I am encountering an issue with cboot and a real-time kernel in Jetpack 32.5.2 on a Jetsons TX2. It appears that cboot intermittently reverts to the other rootfs partition when I’m using a Linux Kernel compiled with RT PREEMPT patches.
Here is the current setup: I have a Jetsons TX2 running a Yocto distribution based on meta-tegra in the Dunfell 32.5.2 branch. This distribution handles software updates with Mender.

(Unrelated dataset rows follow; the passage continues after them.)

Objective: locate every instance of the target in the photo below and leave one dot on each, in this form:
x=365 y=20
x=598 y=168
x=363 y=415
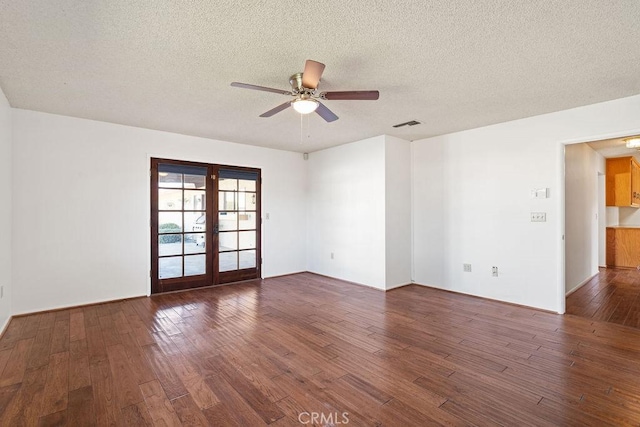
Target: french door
x=205 y=224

Here’s the testing scenario: I’ve conducted a cycle of 100 Mender updates on the device. Each update triggers an A/B rootfs partition switch. However, at some point during a reboot, the device rolls back to the previous partition. I’ve monitored the logs on the serial port to check if the error might be related to Mender, cboot, or the Linux kernel. The issue is that the rollback error occurs before any output appears on the serial port. This suggests that the error occurs either before or during cboot execution since cboot typically logs information on the serial port during the boot process. There are no error indications in the logs for the Linux kernel or the Mender update stages.
To replicate the error, you can use the meta-tegra demo distribution and their test script for Mender updates. Make sure you have a Jetson TX2 development kit connected to the local network. Here are the steps to build and flash the OS with a RT Kernel:
from the demo distro. Checkout the dunfell-l4t-r32.5.0 branch: GitHub - OE4T/tegra-demo-distro at dunfell-l4t-r32.5.0
git clone https://github.com/OE4T/tegra-demo-distro cd tegra-demo-distro git checkout dunfell-l4t-r32.5.0 git submodule update --init
apply RT patches to the demo distro
source setup-env --machine jetson-tx2-devkit --distro tegrademo-mender build devtool modify linux-tegra cd workspace/sources/linux-tegra/ ./scripts/rt-patch.sh apply-patches
build the image
put the jetson in recovery mode and plug USB cable and use
lsusb to check NVIDIA device presence and flash the image:
cd tmp/deploy/image/jetson-tx2-devkit/ mkdir flash tar -C flash -xvf demo-image-base-jetson-tx2-devkit.tegraflash.tar.gz cd flash sudo ./doflash
connect the jetson to the network, it will get an IP with dhcp. search for it with nmap or check with serial connection that gives you a shell. login as root without password and check mender and kernel versions (check for RT tag)
root@j140-tx2-d02:~# mender --version 2.6.1 runtime: go1.14.15 root@j140-tx2-d02:~# uname -a Linux j140-tx2-d02 4.9.201-rt134-l4t-r32.5+g618f59196be6 #1 SMP PREEMPT RT Fri Sep 8 09:18:27 UTC 2023 aarch64 GNU/Linux
on your laptop, setup a web server for the stress test
cd tmp/deploy/image/jetson-tx2-devkit/ # or cd .. from last step python3 -m http.server 8080
in a new terminal, run the stress test to trigger the unwanted rollback
cd tegra-demo-distro/layers/meta-mender-tegra/scripts/test python3 -m pip install -r requirements.txt ./mender_tegra_test.py --test mender_torture --device <Jetson_IP> --mender_install http://<Laptop_IP>:8080/demo-image-base-jetson-tx2-devkit.mender 2>&1 | tee -a logfile.log
At some point, the script should crash due to the rollback occurring. You can monitor the process on the serial connection. Could you please investigate this error to understand the behavior on the TX2 with a real-time kernel?
If you have any further questions or need additional information, please let me know.